Sobre Saudade
- rannison rodrigues
- 18 de out. de 2021
- 3 min de leitura

Tem vezes que a gente passa o dia todo sentindo saudade. E quando isso acontece é como se o presente perdesse um pouco da graça. A gente vai para outro lugar onde tudo é sentimento. Acho que esse poder é uma daquelas coisas que a gente odeia amar, porque sentir saudades é como andar num meio-fio estreito: entretem, absorve toda a nossa atenção e nos mantém oscilantes entre a falta e a presença.
Se me dissessem que saudade dói por ser ausência, eu não poderia concordar. Pode incomodar, posto que é viva apenas na nossa lembrança, mas não é falta. É antes um lugar privado, um universo particular, uma presença incompleta. Pois quando a gente se abraça à nossa saudade, tudo parece mais colorido, as coisas parecem melhores, as pessoas ficam quase perfeitas, extrapolamos o real. Saudade é um campo criativo.
Hoje foi um desses dias de saudade implacável. Aí, me veio a ideia de conversa com a minha. Fui solapado com um nome e a partir daí, o resto do dia fui comandado por ela. Minha saudade, essa senhorinha criativa, me lembrou de tanta coisa, de tanta gente, de tantas situações e daquele nome. Não era falta, querido leitor. Eu tinha era tudo aquilo, mas não no agora. Eu podia sentir o cheiro, podia lembrar da música, dos cabelos, da mesa, do choro. Eu estava lá, mas aquelas coisas não estavam ali comigo.
E foi aí que comecei a pensar que talvez, seja mesmo possível sentir "saudade do que ainda não vivemos" como eternizou o sábio Neymar. Saudade tem parentesco com a imaginação e até com a fantasia, a diferença é que o passado "enforma" a nossa imaginação, dá fronteiras a ela, porque escolhemos aqueles momentos que nos fazem mais falta. Por isso, imaginar o futuro é como ter saudade sem limitações. Podemos sentir o cheiro, ouvir a música, tocar os cabelos, ouvir o choro. Estaremos lá, só que essas coisas ainda não estarão ali conosco.

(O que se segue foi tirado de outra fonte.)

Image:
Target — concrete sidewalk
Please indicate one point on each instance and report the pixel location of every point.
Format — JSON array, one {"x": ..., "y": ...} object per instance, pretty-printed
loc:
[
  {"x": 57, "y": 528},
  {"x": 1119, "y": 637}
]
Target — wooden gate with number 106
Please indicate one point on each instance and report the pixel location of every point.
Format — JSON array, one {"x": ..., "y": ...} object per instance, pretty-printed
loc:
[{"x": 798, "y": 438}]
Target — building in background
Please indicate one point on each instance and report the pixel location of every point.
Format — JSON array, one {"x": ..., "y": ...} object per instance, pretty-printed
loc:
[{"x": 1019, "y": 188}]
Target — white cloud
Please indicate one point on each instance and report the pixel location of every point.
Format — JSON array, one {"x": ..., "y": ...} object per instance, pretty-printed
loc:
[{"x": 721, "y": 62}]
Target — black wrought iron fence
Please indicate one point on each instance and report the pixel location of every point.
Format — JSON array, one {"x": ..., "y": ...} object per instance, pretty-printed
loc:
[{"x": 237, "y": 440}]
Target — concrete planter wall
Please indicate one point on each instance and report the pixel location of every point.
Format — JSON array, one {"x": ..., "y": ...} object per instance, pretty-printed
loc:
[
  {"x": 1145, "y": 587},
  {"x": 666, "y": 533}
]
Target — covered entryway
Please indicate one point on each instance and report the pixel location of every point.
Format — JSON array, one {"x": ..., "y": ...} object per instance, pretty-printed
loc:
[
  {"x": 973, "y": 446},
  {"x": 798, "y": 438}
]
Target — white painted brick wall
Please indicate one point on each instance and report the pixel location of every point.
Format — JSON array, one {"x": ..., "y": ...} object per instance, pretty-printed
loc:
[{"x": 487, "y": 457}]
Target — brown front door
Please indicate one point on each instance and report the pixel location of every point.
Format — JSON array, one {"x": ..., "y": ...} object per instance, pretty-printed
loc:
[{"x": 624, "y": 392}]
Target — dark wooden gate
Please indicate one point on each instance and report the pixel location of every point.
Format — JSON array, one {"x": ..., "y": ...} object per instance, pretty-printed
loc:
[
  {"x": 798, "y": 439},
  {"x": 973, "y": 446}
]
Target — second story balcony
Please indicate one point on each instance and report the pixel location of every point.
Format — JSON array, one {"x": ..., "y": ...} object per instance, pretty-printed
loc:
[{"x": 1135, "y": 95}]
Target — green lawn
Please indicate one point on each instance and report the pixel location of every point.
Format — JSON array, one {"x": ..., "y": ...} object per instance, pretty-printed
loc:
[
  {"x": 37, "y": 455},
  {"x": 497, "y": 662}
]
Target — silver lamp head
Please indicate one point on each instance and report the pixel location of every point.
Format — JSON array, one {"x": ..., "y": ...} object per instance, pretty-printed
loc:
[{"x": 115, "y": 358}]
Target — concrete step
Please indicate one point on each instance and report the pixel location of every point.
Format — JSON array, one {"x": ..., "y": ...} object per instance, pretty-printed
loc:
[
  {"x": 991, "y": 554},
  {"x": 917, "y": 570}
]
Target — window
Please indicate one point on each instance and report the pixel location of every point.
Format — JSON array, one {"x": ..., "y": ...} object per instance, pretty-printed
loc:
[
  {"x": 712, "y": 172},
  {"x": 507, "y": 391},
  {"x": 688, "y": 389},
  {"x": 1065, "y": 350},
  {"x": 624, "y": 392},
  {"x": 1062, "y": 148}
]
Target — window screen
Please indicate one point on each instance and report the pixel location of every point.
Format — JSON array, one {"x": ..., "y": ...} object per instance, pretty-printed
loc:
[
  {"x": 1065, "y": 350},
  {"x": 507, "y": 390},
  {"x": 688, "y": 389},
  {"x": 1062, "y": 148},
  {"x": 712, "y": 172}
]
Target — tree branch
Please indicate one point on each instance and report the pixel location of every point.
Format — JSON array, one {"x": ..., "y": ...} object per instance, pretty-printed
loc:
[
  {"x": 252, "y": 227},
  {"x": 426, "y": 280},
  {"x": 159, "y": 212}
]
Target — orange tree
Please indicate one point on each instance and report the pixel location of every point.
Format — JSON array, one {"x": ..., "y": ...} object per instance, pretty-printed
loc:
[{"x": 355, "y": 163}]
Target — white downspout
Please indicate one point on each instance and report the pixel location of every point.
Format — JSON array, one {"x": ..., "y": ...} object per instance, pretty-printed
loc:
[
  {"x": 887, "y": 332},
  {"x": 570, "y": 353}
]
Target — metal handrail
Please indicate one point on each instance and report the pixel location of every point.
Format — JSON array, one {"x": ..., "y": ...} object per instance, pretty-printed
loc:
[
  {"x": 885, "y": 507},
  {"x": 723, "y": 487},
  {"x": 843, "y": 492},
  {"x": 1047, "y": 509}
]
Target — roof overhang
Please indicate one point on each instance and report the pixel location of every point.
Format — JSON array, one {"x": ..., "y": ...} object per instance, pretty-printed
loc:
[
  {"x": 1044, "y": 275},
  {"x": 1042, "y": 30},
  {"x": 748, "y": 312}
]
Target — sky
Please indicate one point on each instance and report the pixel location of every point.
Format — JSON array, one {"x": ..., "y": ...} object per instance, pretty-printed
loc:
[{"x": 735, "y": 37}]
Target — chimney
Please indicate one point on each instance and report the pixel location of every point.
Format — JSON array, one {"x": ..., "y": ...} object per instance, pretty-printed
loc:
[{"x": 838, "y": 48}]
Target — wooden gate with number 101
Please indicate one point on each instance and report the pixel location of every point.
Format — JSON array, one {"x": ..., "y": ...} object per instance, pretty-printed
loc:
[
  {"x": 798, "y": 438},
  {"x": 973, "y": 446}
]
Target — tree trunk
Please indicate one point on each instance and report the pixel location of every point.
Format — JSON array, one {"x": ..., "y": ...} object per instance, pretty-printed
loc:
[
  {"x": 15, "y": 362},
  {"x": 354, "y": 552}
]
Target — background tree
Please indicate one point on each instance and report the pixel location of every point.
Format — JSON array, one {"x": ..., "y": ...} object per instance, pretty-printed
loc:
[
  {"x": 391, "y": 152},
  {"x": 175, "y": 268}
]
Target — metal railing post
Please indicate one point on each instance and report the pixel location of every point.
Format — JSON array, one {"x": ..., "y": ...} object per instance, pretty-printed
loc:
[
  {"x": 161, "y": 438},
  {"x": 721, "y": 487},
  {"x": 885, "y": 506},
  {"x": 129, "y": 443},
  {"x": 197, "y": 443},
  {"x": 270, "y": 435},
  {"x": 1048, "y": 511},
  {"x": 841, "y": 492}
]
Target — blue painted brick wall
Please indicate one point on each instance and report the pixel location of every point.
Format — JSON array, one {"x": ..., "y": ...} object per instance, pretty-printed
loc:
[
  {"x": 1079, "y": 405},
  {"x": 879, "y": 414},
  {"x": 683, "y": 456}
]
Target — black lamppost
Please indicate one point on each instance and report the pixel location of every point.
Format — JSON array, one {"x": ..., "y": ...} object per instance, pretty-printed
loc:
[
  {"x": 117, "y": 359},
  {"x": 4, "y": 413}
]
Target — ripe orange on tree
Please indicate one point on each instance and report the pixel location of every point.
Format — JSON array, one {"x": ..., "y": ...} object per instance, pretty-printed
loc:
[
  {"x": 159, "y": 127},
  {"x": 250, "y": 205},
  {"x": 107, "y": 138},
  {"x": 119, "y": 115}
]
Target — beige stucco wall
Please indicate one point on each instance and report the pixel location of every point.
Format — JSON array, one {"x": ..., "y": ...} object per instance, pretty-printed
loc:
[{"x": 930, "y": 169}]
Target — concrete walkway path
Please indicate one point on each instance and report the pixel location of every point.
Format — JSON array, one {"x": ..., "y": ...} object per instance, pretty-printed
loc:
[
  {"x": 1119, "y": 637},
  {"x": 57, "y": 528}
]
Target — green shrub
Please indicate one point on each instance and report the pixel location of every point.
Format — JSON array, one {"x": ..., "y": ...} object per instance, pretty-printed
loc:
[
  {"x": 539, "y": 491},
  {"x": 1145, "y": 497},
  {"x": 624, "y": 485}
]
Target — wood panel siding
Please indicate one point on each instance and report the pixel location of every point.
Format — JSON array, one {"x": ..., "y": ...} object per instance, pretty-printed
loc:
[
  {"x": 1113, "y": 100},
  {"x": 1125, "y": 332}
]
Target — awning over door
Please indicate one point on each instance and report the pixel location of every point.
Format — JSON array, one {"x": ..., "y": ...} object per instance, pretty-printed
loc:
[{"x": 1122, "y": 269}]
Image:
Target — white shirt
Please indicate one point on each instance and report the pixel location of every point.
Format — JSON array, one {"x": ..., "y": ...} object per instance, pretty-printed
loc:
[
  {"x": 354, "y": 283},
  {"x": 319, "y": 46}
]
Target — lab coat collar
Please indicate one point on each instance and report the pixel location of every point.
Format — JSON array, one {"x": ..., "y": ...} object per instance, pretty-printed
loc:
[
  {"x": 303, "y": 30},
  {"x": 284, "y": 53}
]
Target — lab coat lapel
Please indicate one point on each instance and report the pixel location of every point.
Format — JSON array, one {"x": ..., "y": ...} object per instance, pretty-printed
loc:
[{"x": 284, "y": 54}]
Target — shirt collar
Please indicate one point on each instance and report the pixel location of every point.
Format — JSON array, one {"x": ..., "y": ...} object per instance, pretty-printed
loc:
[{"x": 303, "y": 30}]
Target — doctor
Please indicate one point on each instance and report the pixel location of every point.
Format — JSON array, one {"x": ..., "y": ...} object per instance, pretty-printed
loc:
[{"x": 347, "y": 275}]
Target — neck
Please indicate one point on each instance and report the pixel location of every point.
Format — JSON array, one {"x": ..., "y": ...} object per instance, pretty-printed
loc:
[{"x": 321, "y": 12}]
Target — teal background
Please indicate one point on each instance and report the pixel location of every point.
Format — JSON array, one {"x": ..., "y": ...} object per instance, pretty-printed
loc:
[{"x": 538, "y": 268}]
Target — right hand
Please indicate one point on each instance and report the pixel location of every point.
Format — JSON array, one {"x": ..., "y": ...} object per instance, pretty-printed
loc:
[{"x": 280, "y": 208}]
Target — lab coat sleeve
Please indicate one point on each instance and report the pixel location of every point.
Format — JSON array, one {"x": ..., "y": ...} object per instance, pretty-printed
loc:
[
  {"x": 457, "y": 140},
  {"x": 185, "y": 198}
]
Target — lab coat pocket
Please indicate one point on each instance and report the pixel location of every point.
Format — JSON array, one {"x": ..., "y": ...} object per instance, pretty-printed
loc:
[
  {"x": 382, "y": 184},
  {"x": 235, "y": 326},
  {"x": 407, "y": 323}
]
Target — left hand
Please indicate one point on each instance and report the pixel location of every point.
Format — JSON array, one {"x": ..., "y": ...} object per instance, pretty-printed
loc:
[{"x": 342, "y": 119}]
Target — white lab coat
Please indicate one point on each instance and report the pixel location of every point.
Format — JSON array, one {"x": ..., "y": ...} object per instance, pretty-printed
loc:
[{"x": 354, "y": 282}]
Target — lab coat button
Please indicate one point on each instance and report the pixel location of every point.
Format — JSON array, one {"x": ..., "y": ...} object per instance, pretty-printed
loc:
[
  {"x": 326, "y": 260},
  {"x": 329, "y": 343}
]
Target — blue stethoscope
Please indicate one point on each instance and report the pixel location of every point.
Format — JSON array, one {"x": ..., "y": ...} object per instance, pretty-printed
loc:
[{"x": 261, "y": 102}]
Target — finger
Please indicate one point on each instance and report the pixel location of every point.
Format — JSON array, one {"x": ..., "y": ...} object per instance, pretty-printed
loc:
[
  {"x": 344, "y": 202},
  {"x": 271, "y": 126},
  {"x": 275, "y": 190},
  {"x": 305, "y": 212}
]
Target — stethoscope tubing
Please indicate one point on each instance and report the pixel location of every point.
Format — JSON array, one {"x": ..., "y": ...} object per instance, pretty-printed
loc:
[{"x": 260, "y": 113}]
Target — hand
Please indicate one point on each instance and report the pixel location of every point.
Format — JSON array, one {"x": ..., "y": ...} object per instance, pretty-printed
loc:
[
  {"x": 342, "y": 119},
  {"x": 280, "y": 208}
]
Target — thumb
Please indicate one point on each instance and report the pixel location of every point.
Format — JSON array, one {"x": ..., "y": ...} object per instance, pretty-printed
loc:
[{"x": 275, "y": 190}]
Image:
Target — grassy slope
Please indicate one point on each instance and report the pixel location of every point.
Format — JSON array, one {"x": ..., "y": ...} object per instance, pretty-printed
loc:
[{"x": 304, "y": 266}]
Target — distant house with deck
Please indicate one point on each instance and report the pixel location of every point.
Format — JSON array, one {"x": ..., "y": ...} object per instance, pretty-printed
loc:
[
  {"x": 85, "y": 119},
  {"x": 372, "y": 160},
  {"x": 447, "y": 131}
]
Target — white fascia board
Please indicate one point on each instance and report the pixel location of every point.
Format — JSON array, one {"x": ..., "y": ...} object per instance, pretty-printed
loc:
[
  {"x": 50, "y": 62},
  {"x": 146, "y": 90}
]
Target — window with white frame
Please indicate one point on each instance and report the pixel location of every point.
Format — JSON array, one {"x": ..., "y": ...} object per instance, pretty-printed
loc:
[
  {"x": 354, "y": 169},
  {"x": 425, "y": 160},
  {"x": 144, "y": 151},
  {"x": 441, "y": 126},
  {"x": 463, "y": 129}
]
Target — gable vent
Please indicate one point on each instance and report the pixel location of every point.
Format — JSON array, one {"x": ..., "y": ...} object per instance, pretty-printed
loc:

Essa doce senhorinha que eu apelidei de Dona Saudade, me ensinou hoje que, às vezes, aperta o peito, ou faz a gente dar gargalhadas andando sozinho na rua e, às vezes, faz a gente chorar pelo que nunca mais vai voltar. Mas também me garantiu que nunca é falta, sempre é generosa e nos dá um universo particular de coisas que temos, mas não podemos mais "tocar". Minha saudade me explicou que ela não é passado e nem futuro, é antes um presente imperfeito dentro do coração de todo mundo. E foi então que percebi que sentir saudade é uma sorte.
Afinal, só tem saudade quem vive alguma coisa de verdade, só sente aperto no peito quem tem um coração e só dá gargalhada na rua quem não tem medo do ridículo. E, note, querido leitor, que sentir não é para os fracos e nem para os superficiais, é coisa de gente com G maiúsculo. Antes de se despedir, Dona saudade me aconselhou que aproveitasse cada letra desse texto. "Um dia, lhe trarei essa noite de volta…", disse ela. "…escolha o que vai querer lembrar."
O que você escolheria lembrar do dia de hoje? Quem, o quê, qual lugar, qual música levaria com você para sempre? O que desperta a sua saudade? Como é esse seu universo particular? Seja como for, esteja ele no passado ou num futuro todo seu, fica aqui o meu convite para uma caminhada num meio-fio estreito. Boa segunda!